India is one of the fastest growing economies in the world. In the last 15 years its GDP has increased from 4% in 2002 to 5.7% at present. Over the years it is expected to reach 7.5%. But the same progress has not extended to the country’s public health system. Although there have been major improvements in public health since 1950’s, India is passing through demographic and environmental transition which is adding to the burden of diseases. The first half on the 20th century witnessed a large number of communicable disease epidemics. There is persisting inequality in health status due to varying economic, social and political causes.
Developing countries like India currently face a Triple Burden of disease from :
1. Unfinished agenda of Communicable diseases.
2. Emerging Non-communicable disease related to lifestyles.
3. Emerging Infectious diseases.
In the recent years there have been efforts towards strengthening public health in India under various initiatives like National Rural Health Mission (NRHM), up gradation of health care infrastructure as per Indian Public Health Standards (IPHS), initiation of more public health course in medical colleges, public health institutions and strengthening of public health functional capacity of states and districts under Integrated Disease Surveillance Programme (IDSP).
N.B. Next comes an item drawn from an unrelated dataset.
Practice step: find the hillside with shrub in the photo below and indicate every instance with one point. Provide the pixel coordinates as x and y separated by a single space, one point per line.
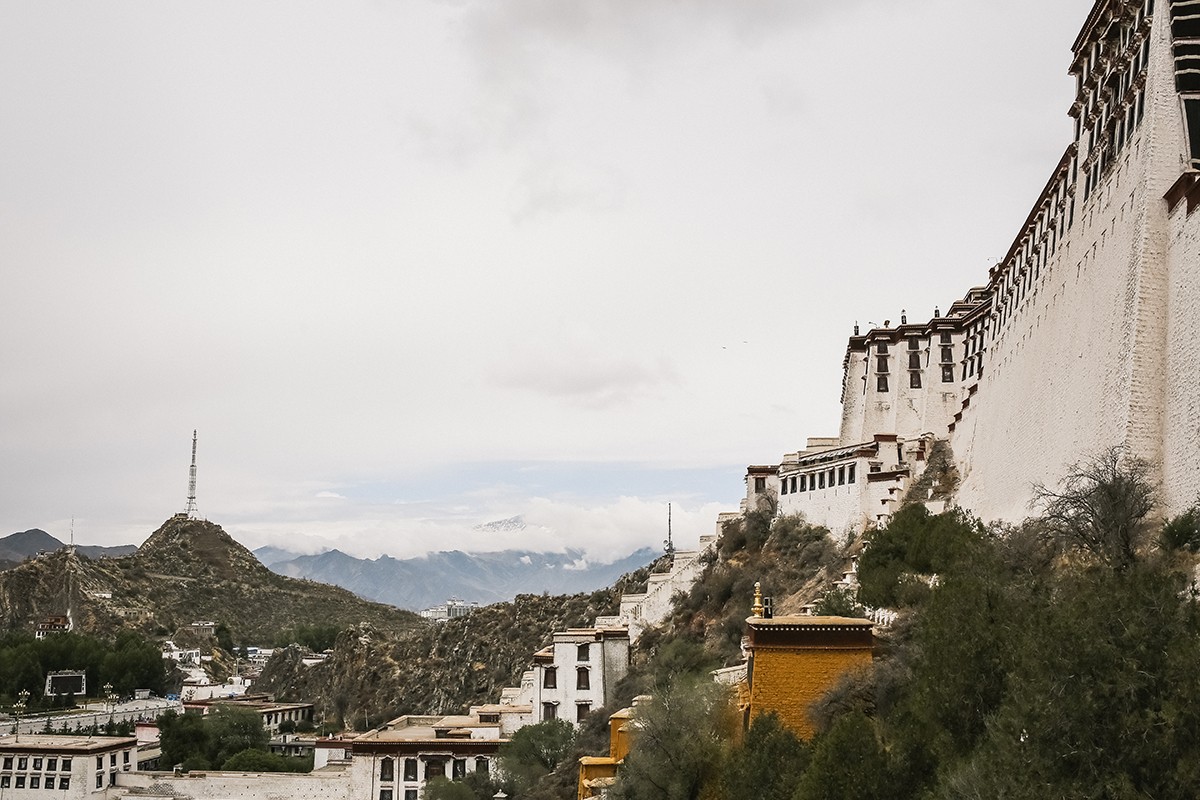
1054 659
India has the highest number of TB cases in the world. Out of 9.2 million cases of TB that occur in the world every year, nearly 1.9 million occur in India which accounts for nearly one-fifth of the global TB cases. Experts estimate that about 2.5 million persons have HIV infection in India. This is near 7.6% of the global burden of 33 million cases. More than 1.5 million persons are affected with malaria every year and almost half of them suffer from falciparum malaria. Nearly half of leprosy cases detected in the world in 2007 were contributed by India. It is also estimated that more than 35 million persons are carrier of viral Hepatitis B.
India has one of the lowest densities of health workforce; with density of physician (7 per 10,000 population) as against the global average of 14 according to the World Health Statistics, 2015. The issue is very serious, particularly in rural areas as most doctors and hospital beds are concentrated in urban areas catering to only 20% of India’s population.
1. Lack of infrastructure – Lack of continuous water supply in many Public Health Care, some government building is being used as primary health center at some places.
2. Inefficient workforce – The lack of trained health professional is the major constraint to achieve proper health delivery.
3. Awareness – Primary Health problem can be solved if effective training and knowledge are given to the local population.
It is important that the government and health professionals design and implement feasible health plans to tackle the health-related issues at a cost affordable to the masses. The implementation should be such that all the citizens are equally benefited. Some important measures are given below-
• Easy access to affordable and nutritious food to people belonging to all the sectors of the society.
• Sanitary facilities and cleanliness should be ensured by constructing enough toilets and educating people on the need to use them.
• Enough primary health centers should be constructed in rural areas and should be well equipped with resources to serve the purpose.
• Awareness campaign and education should be religiously carried out right from schools so as to instill in people hygienic practices.
• Stringent law to curb pollution have to be put in place for both companies and individual.
India’s health target is to reduce its infant mortality rate from 41 deaths per 1000 live births in 2015-16 to 28 by 2019 and maternal mortality ratio from 167 deaths per 1000 births in 2013-14 to 100 by 2018-20 and eliminating tuberculosis by 2025.
The problem can be overcome by effective planning and allocating more funds. Accomplishing this will help to move India from developing to a developed nation.